Da gennaio a giugno all’Ufficio Vertenze della Cisl di Brescia si sono presentati 913 lavoratori che hanno chiesto assistenza per la presentazione delle dimissioni volontarie on line: 152 al mese, 5 ogni giorno. Brescia non è esente dal fenomeno del “nuovo rifiuto del lavoro”, una problematica che la Cisl Lombardia vuole approfondire attraverso una ricerca/sondaggio rivolta alle persone che dal 2020 ad oggi hanno utilizzato gli sportelli degli Uffici Vertenze dell’organizzazione per comunicare al Ministero del Lavoro le proprie dimissioni on line.

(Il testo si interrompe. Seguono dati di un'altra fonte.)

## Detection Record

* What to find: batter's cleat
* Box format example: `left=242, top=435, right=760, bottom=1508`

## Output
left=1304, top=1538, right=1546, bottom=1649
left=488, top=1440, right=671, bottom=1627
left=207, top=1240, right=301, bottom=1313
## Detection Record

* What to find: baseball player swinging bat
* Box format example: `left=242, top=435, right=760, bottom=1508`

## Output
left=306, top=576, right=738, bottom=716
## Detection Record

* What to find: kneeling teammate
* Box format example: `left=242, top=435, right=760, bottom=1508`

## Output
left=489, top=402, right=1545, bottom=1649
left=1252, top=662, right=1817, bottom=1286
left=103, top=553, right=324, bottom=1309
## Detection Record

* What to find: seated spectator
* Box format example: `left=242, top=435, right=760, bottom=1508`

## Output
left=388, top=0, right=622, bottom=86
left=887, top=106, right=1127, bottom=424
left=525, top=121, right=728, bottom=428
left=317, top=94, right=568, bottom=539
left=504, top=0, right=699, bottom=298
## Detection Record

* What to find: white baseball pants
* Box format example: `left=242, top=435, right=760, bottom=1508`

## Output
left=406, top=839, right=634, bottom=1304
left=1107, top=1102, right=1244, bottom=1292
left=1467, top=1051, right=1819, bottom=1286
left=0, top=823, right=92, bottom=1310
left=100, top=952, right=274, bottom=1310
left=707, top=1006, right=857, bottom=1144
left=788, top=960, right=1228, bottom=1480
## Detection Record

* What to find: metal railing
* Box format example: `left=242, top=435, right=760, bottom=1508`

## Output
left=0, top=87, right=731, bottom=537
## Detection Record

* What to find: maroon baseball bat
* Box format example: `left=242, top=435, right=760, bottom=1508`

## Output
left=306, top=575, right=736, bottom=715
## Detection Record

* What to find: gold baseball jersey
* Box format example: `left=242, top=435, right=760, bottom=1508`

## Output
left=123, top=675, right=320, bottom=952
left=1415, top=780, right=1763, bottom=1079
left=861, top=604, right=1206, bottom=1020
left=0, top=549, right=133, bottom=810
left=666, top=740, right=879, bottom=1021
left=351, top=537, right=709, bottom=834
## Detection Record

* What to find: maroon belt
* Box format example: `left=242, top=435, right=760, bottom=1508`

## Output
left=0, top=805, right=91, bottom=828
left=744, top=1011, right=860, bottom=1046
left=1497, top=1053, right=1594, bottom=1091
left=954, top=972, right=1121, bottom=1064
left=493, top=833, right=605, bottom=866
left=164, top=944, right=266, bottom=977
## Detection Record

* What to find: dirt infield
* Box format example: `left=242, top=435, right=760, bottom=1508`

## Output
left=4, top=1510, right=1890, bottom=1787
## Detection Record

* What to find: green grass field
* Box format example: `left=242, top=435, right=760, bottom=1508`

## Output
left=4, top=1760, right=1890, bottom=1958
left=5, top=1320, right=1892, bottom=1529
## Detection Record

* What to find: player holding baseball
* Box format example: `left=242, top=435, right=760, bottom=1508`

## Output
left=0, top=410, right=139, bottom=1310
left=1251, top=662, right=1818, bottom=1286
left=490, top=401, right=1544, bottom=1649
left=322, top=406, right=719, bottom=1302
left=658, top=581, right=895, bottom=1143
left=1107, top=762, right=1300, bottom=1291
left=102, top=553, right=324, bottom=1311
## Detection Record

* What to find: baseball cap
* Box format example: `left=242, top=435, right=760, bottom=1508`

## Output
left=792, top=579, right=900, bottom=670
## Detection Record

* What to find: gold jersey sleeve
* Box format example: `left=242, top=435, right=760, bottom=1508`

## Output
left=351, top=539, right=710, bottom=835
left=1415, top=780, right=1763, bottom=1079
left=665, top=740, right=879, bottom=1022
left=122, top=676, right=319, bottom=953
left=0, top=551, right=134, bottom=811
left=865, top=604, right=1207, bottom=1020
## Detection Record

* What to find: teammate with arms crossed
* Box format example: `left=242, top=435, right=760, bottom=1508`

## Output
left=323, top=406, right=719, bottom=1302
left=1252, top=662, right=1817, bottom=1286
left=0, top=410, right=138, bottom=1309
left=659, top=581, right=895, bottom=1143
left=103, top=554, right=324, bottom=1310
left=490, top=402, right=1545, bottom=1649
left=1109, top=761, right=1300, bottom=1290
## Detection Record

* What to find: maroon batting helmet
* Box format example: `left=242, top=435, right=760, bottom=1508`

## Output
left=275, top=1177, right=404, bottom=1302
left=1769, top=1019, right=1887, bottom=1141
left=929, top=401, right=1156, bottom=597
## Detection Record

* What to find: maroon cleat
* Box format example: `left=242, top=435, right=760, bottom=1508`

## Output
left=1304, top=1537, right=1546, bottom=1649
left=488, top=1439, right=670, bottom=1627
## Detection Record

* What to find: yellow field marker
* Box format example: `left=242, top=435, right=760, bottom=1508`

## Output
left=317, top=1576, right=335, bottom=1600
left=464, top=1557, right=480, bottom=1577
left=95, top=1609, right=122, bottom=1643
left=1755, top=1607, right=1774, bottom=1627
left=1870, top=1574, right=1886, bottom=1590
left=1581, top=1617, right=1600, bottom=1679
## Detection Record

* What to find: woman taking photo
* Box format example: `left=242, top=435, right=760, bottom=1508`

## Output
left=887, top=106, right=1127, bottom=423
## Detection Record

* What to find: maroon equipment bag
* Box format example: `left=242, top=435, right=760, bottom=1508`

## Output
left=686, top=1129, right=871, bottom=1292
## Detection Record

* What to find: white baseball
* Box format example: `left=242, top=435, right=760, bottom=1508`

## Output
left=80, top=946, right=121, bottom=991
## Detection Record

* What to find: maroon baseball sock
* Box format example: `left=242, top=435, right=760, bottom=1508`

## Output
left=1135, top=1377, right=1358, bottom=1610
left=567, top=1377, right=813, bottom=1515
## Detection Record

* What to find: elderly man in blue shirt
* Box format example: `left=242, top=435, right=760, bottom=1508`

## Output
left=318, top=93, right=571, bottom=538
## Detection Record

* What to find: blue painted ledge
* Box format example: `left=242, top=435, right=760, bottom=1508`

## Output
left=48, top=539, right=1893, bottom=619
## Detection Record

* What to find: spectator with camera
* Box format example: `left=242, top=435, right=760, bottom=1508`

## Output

Quella sollevata dalle “grandi dimissioni” – titolo di un recente saggio della sociologa Francesca Coin che fin dall’introduzione ricorda ai lettori come “già prima della pandemia un sondaggio svolto in 140 Paesi aveva reso noto che l’80% della popolazione occupata odia il proprio lavoro” – è una considerazione e una domanda: “Ci hanno sempre ripetuto che il lavoro è ciò che ci definisce. Il fondamento della nostra dignità di esseri umani. E allora perché, in tutto il mondo, sempre più persone si dimettono?”.
La ricerca/sondaggio – si legge in una nota della segreteria regionale della Cisl – vuole indagare e approfondire il fenomeno che a partire dal post pandemia ha interessato il mercato del lavoro globale.
In Italia le dimissioni volontarie hanno sfiorato i due milioni nel 2021, soglia superata, e non di poco, nell’anno successivo. Nella nostra regione in un solo anno ci sono state quasi 500.000 dimissioni, di cui 8.322 passate attraverso gli Uffici Vertenze Cisl presenti in tutte le province, sportelli ai quali i lavoratori si rivolgono anche perché oltre a trovare un’assistenza specifica per le dimissioni on line hanno l’opportunità di verificare la correttezza dei compensi ricevuti e la congruità del trattamento di fine rapporto.